Clean water is a great issue, but Iowa is so partisan that it is seen as a code word for big government regulations. Farmers are not evil, and they will try to help the process. However, Farm Bureau and big chemical companies want to sell farmers and home owners more fertilizer than they need. (Last time I saw a study, home owners use 5 times as much fertilizer per acre as farmers do, and that’s to grow useless grass.)

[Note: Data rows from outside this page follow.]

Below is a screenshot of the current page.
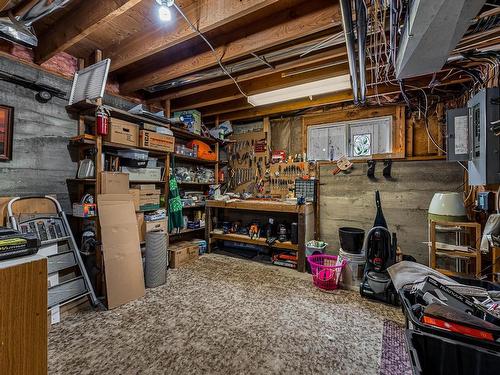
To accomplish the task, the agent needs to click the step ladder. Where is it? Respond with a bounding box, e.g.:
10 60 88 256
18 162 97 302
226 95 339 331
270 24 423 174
7 196 100 310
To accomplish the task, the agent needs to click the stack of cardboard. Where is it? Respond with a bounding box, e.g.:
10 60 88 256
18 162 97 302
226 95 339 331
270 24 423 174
104 118 139 146
129 184 161 211
168 240 200 268
97 172 145 309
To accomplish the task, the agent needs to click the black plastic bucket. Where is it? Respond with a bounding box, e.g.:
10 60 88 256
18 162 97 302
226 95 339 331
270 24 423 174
339 227 365 254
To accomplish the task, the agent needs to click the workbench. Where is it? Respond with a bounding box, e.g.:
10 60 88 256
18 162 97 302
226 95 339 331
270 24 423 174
205 200 315 272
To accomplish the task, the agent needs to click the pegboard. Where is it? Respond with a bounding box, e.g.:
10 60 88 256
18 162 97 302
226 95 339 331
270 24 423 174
227 130 270 194
265 162 316 198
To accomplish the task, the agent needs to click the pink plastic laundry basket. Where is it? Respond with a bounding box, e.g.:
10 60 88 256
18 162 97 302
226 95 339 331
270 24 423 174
307 254 346 290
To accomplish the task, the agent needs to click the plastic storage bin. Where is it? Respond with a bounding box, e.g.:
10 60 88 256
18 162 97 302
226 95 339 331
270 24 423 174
307 254 346 291
306 240 328 257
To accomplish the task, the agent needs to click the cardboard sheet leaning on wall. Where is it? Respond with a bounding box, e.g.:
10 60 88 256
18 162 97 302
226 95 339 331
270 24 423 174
271 117 302 156
97 194 145 309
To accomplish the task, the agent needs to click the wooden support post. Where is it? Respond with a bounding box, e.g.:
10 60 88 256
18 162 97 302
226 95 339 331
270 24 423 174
161 99 171 118
93 50 106 294
297 210 306 272
473 223 482 278
429 221 436 269
262 116 271 148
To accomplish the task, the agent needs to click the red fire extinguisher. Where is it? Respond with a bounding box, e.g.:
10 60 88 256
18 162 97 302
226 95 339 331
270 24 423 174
95 106 109 135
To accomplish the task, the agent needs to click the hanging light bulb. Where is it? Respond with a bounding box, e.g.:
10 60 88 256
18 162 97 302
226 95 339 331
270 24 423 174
158 5 172 22
156 0 174 22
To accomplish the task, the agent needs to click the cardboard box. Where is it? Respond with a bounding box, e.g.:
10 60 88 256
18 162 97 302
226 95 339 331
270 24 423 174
104 118 139 146
174 109 201 135
128 189 141 212
142 218 167 238
139 190 160 211
132 184 156 190
97 195 145 309
135 212 144 242
73 203 97 217
139 130 175 152
121 167 161 182
101 172 129 194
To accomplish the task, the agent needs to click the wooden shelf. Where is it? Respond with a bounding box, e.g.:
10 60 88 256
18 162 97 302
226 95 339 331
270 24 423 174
210 232 299 251
170 126 218 144
182 204 205 210
168 227 205 237
207 199 306 214
177 181 215 186
129 180 165 184
171 153 217 165
66 178 96 185
70 138 168 157
436 248 477 258
66 100 170 128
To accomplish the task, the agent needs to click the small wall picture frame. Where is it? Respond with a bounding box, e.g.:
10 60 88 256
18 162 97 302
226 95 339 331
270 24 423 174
0 105 14 161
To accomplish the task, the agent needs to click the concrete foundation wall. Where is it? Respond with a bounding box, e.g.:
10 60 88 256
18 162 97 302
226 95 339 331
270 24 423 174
0 57 131 209
320 161 463 264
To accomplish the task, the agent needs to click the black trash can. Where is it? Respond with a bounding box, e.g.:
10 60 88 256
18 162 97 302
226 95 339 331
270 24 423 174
339 227 365 254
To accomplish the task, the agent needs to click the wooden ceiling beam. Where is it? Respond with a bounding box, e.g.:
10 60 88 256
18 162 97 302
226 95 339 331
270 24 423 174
172 63 349 111
103 0 279 71
148 46 347 104
210 77 471 122
35 0 142 64
120 1 340 93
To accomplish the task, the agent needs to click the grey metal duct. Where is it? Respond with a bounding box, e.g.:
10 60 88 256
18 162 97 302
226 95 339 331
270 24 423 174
356 0 367 105
0 0 71 47
340 0 359 104
395 0 485 79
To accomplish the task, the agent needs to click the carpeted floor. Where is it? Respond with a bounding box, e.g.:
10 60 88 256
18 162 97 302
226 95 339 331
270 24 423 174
49 255 406 375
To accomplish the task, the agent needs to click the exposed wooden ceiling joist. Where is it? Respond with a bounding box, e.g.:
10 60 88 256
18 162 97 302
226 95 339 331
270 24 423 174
120 1 340 93
103 0 279 71
171 64 349 111
148 46 346 104
35 0 142 63
207 77 471 121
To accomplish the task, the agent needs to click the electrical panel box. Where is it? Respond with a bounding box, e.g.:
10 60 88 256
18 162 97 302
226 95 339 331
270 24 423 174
467 87 500 185
446 107 470 161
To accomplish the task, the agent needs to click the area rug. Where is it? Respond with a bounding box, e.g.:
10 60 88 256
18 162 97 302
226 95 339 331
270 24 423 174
380 320 412 375
49 255 403 375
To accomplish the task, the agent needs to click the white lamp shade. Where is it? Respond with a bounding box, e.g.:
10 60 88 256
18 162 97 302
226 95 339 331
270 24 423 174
429 192 467 221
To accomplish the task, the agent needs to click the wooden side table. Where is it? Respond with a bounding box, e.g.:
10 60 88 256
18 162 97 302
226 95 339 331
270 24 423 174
429 220 481 277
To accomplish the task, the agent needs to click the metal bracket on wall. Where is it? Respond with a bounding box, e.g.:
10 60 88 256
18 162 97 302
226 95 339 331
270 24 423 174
382 159 392 179
366 160 377 179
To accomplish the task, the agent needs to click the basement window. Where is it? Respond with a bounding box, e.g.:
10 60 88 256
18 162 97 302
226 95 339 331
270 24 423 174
307 116 392 161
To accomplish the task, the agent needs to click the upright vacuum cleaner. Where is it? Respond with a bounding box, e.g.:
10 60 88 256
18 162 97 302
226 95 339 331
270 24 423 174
359 191 399 305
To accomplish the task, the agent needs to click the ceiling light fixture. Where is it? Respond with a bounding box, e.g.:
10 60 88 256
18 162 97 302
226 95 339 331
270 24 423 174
248 74 351 107
156 0 174 22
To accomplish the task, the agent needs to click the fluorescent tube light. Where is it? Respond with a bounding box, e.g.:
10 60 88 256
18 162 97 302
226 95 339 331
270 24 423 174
248 74 351 107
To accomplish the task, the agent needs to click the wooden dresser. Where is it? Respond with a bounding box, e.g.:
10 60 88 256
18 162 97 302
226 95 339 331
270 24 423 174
0 255 48 375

Farmers are still putting on chemicals in the fall though 80% of what they put on runs off before plants can use it. The answer is to find a way to work together. To the comment above, it isn’t going to matter if they close a few beaches in Florida. What’s going into Iowa rivers and streams is killing the Gulf of Mexico, and nothing is being done.
Of course “farmers are not evil,” nor are landowners. They are ordinary people. Generally, when society wants ordinary people to do important things that are not in their immediate self-interest, like pay taxes or obey traffic rules, we set up systems that will very strongly encourage people to do the right things, often with penalties if they don’t. We’ve failed to do that in regard to agriculture, with predictable results.